Estos cambios regulatorios están acelerando la toma de decisiones de inversión entre compañías que buscan fortalecer su independencia energética y reducir la exposición a las limitaciones del sistema eléctrico nacional.

La expansión de la generación distribuida refleja el dinamismo industrial de distintas regiones del país.

De acuerdo con cifras de la Comisión Nacional de Energía, al cierre de 2025 Jalisco encabezó la capacidad instalada con 747.67 MW, seguido de Nuevo León con 543.91 MW, Chihuahua con 392.68 MW, Guanajuato con 358.46 MW y Coahuila con 247.12 MW.

En conjunto, estas cinco entidades concentran más del 60% de la capacidad nacional de generación distribuida, impulsadas por industrias como la manufactura, automotriz, alimentos y bebidas, minería, parques industriales y logística.

La concentración de proyectos en estas entidades también refleja el crecimiento de regiones que han captado importantes inversiones derivadas del nearshoring y de la expansión de las cadenas de suministro orientadas al mercado norteamericano.

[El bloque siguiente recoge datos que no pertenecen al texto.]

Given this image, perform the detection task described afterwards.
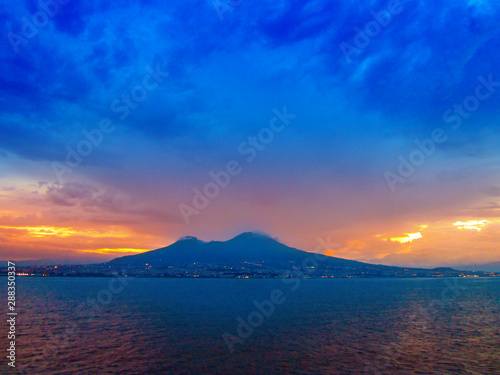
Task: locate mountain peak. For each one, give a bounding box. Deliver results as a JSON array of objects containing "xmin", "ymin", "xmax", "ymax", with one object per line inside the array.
[
  {"xmin": 178, "ymin": 236, "xmax": 201, "ymax": 242},
  {"xmin": 232, "ymin": 231, "xmax": 272, "ymax": 240}
]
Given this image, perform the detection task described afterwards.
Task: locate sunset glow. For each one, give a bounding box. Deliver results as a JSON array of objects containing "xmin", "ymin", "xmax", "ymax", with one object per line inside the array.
[
  {"xmin": 453, "ymin": 220, "xmax": 488, "ymax": 232},
  {"xmin": 391, "ymin": 233, "xmax": 422, "ymax": 243}
]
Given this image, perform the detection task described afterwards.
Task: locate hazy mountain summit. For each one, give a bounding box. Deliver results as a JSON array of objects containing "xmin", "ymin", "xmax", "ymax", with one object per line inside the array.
[{"xmin": 110, "ymin": 232, "xmax": 363, "ymax": 266}]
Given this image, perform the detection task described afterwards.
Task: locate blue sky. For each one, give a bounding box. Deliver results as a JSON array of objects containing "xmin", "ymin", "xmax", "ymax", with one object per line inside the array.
[{"xmin": 0, "ymin": 0, "xmax": 500, "ymax": 265}]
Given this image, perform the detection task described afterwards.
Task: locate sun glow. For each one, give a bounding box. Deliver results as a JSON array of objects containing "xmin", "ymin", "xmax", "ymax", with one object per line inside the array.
[
  {"xmin": 80, "ymin": 248, "xmax": 151, "ymax": 254},
  {"xmin": 0, "ymin": 225, "xmax": 129, "ymax": 238},
  {"xmin": 391, "ymin": 232, "xmax": 422, "ymax": 243},
  {"xmin": 453, "ymin": 220, "xmax": 488, "ymax": 232}
]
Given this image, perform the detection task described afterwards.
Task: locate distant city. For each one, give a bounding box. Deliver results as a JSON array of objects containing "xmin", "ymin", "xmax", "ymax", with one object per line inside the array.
[
  {"xmin": 4, "ymin": 232, "xmax": 500, "ymax": 279},
  {"xmin": 0, "ymin": 262, "xmax": 500, "ymax": 279}
]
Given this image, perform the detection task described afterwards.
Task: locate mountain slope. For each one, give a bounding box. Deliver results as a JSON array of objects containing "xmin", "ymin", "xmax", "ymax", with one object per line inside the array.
[{"xmin": 109, "ymin": 232, "xmax": 380, "ymax": 268}]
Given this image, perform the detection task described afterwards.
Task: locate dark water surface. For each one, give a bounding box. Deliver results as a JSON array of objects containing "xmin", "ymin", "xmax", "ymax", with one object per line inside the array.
[{"xmin": 0, "ymin": 277, "xmax": 500, "ymax": 375}]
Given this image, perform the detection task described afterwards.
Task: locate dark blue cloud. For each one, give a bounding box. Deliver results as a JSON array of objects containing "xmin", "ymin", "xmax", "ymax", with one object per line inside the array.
[{"xmin": 0, "ymin": 0, "xmax": 500, "ymax": 184}]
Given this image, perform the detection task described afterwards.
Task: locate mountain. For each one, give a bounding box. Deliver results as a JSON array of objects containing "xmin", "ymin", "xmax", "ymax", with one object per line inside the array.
[
  {"xmin": 12, "ymin": 232, "xmax": 500, "ymax": 278},
  {"xmin": 108, "ymin": 232, "xmax": 374, "ymax": 268}
]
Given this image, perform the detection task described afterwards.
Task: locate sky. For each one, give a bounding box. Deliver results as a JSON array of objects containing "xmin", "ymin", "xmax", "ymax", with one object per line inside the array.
[{"xmin": 0, "ymin": 0, "xmax": 500, "ymax": 267}]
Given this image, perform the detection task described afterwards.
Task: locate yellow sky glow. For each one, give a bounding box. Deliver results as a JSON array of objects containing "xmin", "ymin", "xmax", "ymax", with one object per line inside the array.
[
  {"xmin": 453, "ymin": 220, "xmax": 488, "ymax": 232},
  {"xmin": 0, "ymin": 225, "xmax": 133, "ymax": 238},
  {"xmin": 391, "ymin": 233, "xmax": 422, "ymax": 243}
]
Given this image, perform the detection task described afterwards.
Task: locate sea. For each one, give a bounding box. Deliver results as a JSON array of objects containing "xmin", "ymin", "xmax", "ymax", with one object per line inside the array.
[{"xmin": 0, "ymin": 277, "xmax": 500, "ymax": 375}]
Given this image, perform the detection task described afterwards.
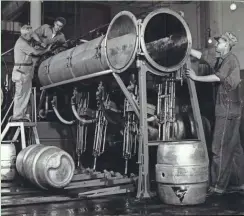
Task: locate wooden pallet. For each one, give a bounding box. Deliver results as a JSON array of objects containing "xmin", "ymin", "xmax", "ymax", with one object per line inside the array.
[{"xmin": 1, "ymin": 173, "xmax": 137, "ymax": 208}]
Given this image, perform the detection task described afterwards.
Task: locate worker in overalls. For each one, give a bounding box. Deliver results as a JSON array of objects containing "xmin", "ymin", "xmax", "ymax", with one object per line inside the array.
[
  {"xmin": 186, "ymin": 32, "xmax": 244, "ymax": 195},
  {"xmin": 12, "ymin": 25, "xmax": 50, "ymax": 121}
]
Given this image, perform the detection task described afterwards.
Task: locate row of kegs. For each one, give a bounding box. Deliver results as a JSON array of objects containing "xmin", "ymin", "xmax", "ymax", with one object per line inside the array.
[{"xmin": 1, "ymin": 143, "xmax": 75, "ymax": 189}]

“Las empresas ya no preguntan solamente cuánto pueden ahorrar instalando generación en sitio; preguntan cuánto control ganan sobre su operación, cuánta independencia energética logran respecto a las limitaciones de la red pública y cómo posicionan su energía como una ventaja diferencial en un entorno de demanda creciente”, señaló Oscar García.

Bajo esta visión, la energía deja de ser un insumo adquirido de manera reactiva para convertirse en un recurso estratégico que puede diseñarse, administrarse y optimizarse con impacto directo en la productividad, la continuidad operativa y la capacidad de expansión de las empresas.